Business licensing goes mobile

NANAIMO – Island chambers of commerce and municipalities studying mobile business licence proposal.

Doing business across the central Island region might get a little bit easier if municipalities adopt a mobile business licence scheme.

Building contractors, photographers, farriers and many other businesses that have clients spread throughout several communities currently have to buy business licenses for each municipality in which they operate.

Costs of multiple licenses can add up – a basic business license in Nanaimo is $165 – and can even hinder small business owners’ efforts to promote their goods and services to nearby markets.

That might soon be a thing of the past. Chambers of commerce and municipalities from Duncan to Campbell River are backing a proposal for the establishment of mobile or regional business licenses that would allow businesses to legally conduct trade in communities throughout the central Island region.

The basic concept would require the owner of, say, a Nanaimo-based business to purchase a Nanaimo business license plus a mobile license for an additional fee to operate throughout the region.

Greater Nanaimo Chamber of Commerce is advocating for mobile business licenses and is meeting with Nanaimo city council about the proposal this week.

“It is a B.C. Chamber initiative that has been very successful in other jurisdictions, including Okanagan-Similkimeen, North- and West Vancouver as well as Courtenay-Comox and the Trail region,” said Susan Allen,  Greater Nanaimo Chamber of Commerce CEO.

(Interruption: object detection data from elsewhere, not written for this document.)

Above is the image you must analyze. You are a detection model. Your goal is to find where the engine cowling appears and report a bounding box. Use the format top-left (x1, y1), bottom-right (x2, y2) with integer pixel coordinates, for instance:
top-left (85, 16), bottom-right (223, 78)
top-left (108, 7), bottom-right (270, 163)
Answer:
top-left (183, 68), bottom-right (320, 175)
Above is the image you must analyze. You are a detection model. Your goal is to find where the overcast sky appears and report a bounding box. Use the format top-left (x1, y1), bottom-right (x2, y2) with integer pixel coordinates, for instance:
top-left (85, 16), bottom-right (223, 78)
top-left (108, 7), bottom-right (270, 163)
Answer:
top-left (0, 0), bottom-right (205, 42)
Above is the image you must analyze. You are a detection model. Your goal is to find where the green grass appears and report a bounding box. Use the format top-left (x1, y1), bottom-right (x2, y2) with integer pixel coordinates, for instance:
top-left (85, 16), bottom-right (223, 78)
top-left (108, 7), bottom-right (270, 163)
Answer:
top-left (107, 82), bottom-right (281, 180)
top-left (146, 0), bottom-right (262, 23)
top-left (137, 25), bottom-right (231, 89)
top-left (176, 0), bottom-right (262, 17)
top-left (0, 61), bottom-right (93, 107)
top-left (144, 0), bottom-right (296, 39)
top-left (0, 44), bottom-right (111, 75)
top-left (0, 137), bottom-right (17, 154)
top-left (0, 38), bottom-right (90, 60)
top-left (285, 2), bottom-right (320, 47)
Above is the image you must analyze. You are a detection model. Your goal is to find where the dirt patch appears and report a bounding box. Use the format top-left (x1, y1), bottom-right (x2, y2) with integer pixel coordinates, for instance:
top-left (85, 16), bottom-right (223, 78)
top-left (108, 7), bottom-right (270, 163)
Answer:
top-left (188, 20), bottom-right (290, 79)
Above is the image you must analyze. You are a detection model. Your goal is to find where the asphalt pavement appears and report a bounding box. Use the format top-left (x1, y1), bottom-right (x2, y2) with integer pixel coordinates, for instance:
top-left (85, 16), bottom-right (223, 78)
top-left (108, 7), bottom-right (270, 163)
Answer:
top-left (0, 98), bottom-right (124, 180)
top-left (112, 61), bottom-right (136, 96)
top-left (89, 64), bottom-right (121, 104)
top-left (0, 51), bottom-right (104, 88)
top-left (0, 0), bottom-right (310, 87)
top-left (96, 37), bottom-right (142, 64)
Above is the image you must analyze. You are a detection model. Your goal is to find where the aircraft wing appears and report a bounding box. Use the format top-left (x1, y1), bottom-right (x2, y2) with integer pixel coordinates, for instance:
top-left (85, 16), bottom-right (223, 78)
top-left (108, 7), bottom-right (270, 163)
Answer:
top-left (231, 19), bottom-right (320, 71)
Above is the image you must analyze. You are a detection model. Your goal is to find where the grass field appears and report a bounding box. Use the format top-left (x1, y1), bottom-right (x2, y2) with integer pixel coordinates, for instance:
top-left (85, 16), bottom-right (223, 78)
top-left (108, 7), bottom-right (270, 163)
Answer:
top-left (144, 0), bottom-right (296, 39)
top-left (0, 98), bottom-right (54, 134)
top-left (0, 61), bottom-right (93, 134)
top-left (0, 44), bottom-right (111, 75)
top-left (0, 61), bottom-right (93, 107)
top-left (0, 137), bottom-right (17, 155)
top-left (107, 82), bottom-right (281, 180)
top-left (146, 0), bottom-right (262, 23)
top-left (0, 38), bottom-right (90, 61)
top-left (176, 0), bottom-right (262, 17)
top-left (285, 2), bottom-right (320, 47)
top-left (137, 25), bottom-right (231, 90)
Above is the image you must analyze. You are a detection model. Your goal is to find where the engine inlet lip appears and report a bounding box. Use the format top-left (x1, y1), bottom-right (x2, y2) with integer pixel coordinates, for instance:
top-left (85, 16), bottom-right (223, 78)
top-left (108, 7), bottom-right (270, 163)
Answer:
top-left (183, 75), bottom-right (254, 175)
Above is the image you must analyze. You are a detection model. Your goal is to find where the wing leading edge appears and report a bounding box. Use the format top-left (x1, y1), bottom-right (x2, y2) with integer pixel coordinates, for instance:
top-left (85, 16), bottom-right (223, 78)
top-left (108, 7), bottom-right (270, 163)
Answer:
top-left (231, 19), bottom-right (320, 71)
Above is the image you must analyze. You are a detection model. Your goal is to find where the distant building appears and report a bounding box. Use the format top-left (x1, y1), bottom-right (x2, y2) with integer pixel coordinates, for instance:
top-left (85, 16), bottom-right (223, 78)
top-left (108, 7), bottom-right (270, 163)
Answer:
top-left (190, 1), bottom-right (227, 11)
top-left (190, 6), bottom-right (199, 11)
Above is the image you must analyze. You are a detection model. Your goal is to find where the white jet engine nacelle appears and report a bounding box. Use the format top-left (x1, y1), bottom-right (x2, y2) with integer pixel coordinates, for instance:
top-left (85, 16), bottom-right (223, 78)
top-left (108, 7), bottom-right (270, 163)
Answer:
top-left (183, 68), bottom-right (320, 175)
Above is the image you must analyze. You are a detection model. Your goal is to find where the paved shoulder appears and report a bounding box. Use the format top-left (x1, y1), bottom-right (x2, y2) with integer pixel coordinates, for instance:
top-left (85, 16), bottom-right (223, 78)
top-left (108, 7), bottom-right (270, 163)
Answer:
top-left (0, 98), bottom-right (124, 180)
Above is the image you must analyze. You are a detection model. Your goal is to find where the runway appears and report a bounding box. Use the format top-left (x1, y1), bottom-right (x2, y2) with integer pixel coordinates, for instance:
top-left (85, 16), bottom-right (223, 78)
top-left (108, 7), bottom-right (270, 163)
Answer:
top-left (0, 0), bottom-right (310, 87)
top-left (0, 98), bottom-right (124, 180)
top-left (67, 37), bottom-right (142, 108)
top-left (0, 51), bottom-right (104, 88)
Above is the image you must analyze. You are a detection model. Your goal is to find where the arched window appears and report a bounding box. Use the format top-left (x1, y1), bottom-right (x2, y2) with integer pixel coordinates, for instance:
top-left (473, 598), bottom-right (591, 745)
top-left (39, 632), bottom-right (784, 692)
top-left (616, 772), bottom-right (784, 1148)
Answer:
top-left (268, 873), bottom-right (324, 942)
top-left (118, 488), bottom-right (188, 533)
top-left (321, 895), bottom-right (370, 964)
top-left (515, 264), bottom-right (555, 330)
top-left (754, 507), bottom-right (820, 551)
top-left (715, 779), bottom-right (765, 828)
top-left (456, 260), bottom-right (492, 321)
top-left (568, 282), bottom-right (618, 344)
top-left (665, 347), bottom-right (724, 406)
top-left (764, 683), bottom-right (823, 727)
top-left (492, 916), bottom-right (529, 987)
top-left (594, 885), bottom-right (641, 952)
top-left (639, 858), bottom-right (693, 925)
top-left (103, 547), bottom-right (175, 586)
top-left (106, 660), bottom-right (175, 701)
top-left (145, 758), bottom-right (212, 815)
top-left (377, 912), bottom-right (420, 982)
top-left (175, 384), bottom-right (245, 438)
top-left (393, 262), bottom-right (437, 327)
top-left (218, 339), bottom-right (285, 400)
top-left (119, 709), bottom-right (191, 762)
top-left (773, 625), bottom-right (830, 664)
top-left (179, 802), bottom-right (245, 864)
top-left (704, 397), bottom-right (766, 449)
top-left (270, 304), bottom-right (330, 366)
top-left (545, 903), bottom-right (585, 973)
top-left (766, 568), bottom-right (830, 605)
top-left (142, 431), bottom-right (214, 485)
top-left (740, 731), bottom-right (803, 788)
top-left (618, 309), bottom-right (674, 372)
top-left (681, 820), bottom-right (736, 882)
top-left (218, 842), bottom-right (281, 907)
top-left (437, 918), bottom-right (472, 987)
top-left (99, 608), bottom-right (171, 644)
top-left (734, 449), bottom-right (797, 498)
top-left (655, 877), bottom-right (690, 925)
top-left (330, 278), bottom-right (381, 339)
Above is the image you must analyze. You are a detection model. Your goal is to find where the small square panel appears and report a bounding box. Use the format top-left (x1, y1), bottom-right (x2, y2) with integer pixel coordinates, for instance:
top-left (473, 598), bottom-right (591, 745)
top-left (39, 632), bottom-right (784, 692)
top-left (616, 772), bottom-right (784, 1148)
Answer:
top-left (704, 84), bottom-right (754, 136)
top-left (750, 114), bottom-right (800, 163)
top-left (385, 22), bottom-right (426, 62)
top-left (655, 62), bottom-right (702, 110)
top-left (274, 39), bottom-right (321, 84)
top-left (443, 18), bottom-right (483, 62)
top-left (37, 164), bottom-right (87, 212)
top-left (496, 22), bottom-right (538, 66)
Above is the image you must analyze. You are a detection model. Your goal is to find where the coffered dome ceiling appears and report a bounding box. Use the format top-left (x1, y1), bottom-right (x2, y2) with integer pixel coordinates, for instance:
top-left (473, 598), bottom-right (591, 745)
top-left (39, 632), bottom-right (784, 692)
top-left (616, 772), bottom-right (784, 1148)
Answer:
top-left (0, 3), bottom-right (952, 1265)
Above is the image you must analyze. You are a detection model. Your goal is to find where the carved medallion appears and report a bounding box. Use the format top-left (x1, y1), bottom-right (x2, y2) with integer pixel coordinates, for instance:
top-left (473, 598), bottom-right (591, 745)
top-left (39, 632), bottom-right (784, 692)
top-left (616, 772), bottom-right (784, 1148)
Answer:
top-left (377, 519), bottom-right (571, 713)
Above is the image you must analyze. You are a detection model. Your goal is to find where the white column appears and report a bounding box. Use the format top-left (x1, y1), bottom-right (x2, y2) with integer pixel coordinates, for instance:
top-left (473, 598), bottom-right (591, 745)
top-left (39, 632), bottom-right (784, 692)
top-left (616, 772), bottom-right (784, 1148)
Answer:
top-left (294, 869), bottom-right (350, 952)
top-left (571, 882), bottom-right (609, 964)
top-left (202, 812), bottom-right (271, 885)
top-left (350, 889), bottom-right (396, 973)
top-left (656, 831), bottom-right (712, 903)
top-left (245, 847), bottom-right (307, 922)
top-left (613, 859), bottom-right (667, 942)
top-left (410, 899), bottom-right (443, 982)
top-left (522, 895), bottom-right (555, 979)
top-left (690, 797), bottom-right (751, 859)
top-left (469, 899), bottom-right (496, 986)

“What they’ve seen because of it is an actual increase in revenue in communities because, I think, people are starting to understand that they can do business in every community and they only need one license.”

Allen said the chamber is also working with the small business branch of the Ministry of Jobs, Tourism and Innovation and will give a short video presentation to council explaining how the licensing system works.

The system has been operating for several years in B.C. – since 2008 in the Okanagan – and, so far, no regions have opted out of the program.

Zelda Richarson, city manager of development support services and business licensing, said the chamber is bringing a proposal to council to have the province explore the viability of the program and do analysis of revenue implications and other aspects of adopting it.

“So we don’t really have an understanding of how it would necessarily work, how the revenue would work, how the licensing would would work,” Richardson said. “We don’t really know that yet. We’re certainly supportive of it, depending on the analysis.”

Richardson said she supports the program if there is no negative revenue impact to the city, but added she had questions about how regional districts responded to mobile licensing.

She had not seen data on whether other regional districts even adopted business licensing as a result of implementing the program and if they did, how that impacted business license revenue to municipalities.

But Allen is optimistic about the program.

“We’re really excited,” Allen said. “It’s a win-win for everyone – for the contractors and developers, for the city and for business in general. It’s about making it more mobile and easier for people to operate across participating municipalities and regional districts with a single licence.”